Q1: What are the main differences between SMH and QQQ?

SMH (VanEck Semiconductor ETF) is a pure-play semiconductor ETF, with holdings concentrated in global chip leaders like NVIDIA, TSMC, Broadcom, and AMD—making it highly sector-focused. QQQ (Invesco QQQ Trust) tracks the Nasdaq 100 Index, covering 100 large-cap, non-financial tech companies across a broader range of industries, including software, internet, consumer electronics, and more, with significantly greater diversification.

Q2: Why did SMH underperform QQQ so sharply in June 2026?

On June 23, SMH plunged 7% in a single day, while QQQ fell about 3%. Key reasons include: Broadcom’s AI revenue guidance falling short of expectations, triggering a sector revaluation; the collapse in Korean tech stocks spreading to US chip stocks; and the amplifying effect of leveraged ETFs increasing selling pressure. These factors hit the highly concentrated SMH much harder than the more diversified QQQ.

Q3: Is SMH currently overvalued?

According to GuruFocus’s GF Value model, SMH’s current price is about $622.68, while its estimated intrinsic value is $372.81—a premium of roughly 67%. Its trailing P/E is about 15.2x, and its forward P/E is as high as 40.71x, indicating the market has priced in very aggressive future growth expectations, creating risk of valuation contraction.

Q4: Does the long-term growth thesis for semiconductors still hold?

The core drivers of the AI supercycle remain intact—GPU demand, HBM memory, advanced packaging and wafer foundry expansion, and other long-term trends are unchanged. The market is transitioning from the AI infrastructure phase to the deployment phase, with growth expectations normalizing from extremely high levels. The long-term structural growth thesis is intact, but short-term volatility and valuation resets are inevitable.

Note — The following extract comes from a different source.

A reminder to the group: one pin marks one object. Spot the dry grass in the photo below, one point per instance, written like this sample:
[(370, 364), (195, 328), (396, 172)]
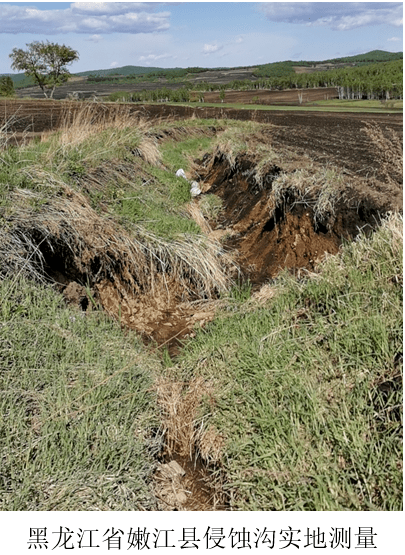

Q5: How should investors allocate between SMH and QQQ?

SMH is best used as a satellite allocation, playing an aggressive role whose weighting should match the investor’s tolerance for semiconductor-specific risk. QQQ is better suited as a core allocation, providing more stable tech sector beta. The two aren’t substitutes—they serve different portfolio functions. As the AI supercycle continues but valuations remain elevated, distinguishing between these roles is especially important.